Überschuldungsstatistik 2016 – fast 40% des Einkommens für Wohnung benötigt

Die Überschuldungsstatistik wird seit 2006 vom Statistischen Bundesamt veröffentlicht. Sie gibt Auskunft über die Situation von Überschuldung betroffener Menschen, erlaubt allerdings keine Aussagen über die Gesamtzahl der überschuldeten Haushalte und Personen. Die neue Ausgabe beruht auf den Zahlen für 2016 und steht auf der Seite von Destatis zum Download zur Verfügung.
Die Ergebnisse basieren auf Angaben von 461 Schuldnerberatungsstellen aus ganz
Deutschland. Sie beinhalten anonymisierte Daten von 118.000 beratenen Personen, die dazu ihr Einverständnis gegeben haben.
Im Jahr 2016 stand dem Haushalt einer überschuldeten Person, die bei einer Schuldnerberatungsstelle  Hilfe suchte, durchschnittlich ein Nettoeinkommen von 1.274 Euro pro Monat zur Verfügung. Mit durchschnittlich 482 Euro machten die Kosten für die Wohnung einschließlich Energie- und Nebenkosten 38 % aus. Betrachtet man nur das eigene Einkommen des Schuldners von durchschnittlich 1.053 Euro, so machten die Wohnkosten sogar 46 % aus.
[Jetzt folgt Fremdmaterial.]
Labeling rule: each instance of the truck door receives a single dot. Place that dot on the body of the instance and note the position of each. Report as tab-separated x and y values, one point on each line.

Wie das Statistische Bundesamt weiter mitteilt, hatten sich die Wohnkosten im Vergleich zum Haushaltseinkommen im Jahr 2015 für die Gesamtbevölkerung lediglich auf gut 27 % belaufen.
Obwohl die Mietkosten ein gewichtiger Posten im Budget waren, hatte im Jahr 2016 nur gut jeder fünfte Überschuldete (22 %) offene Verbindlichkeiten bei seinem Vermieter. Mietschulden standen somit erst an neunter Stelle der häufigsten Schuldenarten. Man kann vermuten, dass die Miete aufgrund der drastischen Konsequenzen, wenn sie nicht bezahlt werden würde, beim Einsatz der zur Verfügung stehenden Mittel eine hohe Priorität einnimmt. Die Mietschulden betroffener beratener Personen betrugen im Jahr 2016 durchschnittlich 3.992 Euro und damit mehr als das Achtfache der monatlichen Wohnkosten. In Relation zu den durchschnittlichen Gesamtschulden aller überschuldeten Personen in Beratung (31.613 Euro) machten die Mietschulden einen Anteil von 13 % aus.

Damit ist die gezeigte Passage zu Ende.